Action must focus on improving and intensifying preventive measures to minimize bioaerosol levels at work stations by installing vacuum cleaning system and enclosing conveyers. Wearing of internationally recommended personal protective dressing[34] should be enforced, making the protection of skin, eyes, eyes and respiratory airway more effective. Special filters should be provided for welding, cleaners and landfill personnel as respiratory protective devices that will significantly reduce the risk of ill health.

The transfer of two-wheeled container to be hydraulically lifted and emptied by the truck should be carried out by two to three persons instead of one. The hopper should not be over loaded by waste to ovoid over spill that is then gathered by bared hands of drivers and transfer workers.

Effective personal hygiene must be maintained by provision of adequate including mild soap, towels or even cleansing wipes on collection vehicles and effective skincare regime using mild cleansers and pre-work and after-work barrier skin creams to keep the skin moisturized.

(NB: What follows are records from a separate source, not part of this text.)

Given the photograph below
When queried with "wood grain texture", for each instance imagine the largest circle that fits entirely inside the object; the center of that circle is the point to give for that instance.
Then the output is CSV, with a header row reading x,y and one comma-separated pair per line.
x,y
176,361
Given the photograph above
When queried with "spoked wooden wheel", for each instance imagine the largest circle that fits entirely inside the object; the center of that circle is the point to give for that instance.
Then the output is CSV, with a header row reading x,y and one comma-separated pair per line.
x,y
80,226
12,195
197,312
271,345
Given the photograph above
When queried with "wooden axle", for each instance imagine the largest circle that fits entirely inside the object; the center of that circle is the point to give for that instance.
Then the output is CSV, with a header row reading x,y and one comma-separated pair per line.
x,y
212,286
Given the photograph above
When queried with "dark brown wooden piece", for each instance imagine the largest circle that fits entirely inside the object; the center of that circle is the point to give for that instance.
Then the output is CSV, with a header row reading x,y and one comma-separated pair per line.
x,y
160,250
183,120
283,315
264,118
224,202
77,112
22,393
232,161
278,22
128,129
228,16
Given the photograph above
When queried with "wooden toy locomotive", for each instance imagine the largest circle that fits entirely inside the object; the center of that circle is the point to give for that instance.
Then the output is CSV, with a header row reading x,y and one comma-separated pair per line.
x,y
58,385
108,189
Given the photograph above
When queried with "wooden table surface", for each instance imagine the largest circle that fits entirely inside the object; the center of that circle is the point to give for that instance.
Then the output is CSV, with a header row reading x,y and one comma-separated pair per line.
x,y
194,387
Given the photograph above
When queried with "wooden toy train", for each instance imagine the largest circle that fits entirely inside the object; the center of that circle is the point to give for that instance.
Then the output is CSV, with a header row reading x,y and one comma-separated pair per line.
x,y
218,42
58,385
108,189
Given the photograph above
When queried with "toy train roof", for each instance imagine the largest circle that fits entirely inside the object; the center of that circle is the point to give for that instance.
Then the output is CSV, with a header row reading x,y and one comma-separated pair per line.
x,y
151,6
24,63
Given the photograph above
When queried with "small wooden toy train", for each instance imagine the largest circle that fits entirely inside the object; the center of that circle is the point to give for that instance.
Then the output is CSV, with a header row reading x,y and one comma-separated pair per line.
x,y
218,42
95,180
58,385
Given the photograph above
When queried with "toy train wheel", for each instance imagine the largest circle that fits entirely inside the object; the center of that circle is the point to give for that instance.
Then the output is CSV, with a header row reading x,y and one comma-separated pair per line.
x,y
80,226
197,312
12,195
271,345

Physician should intensify medical supervision and organize health education sessions for diffusing clear job guidelines concerning number of working hours and maximum weight limits for packing, carrying or pulling to avoid muscle and joint strains. They should also consult MSWWS about how to avoid musculoskeletal disorders and educate the correct physical movement while pulling, carrying or pushing heavy objects, also the early signs of joint affection.

Future research should elaborate more on these emerging issues and seek the construction of a health risk reduction behaviors models to help protect the health of MSWWs and drive authorities to adopt safer management techniques.

ACKNOWLEDGMENTS

The authors would like to thank all participants enrolled in the study, the director and the manager of the medical sector of the company for their kind cooperation.

Footnotes

Source of Support: Nil

Conflict of Interest: None declared.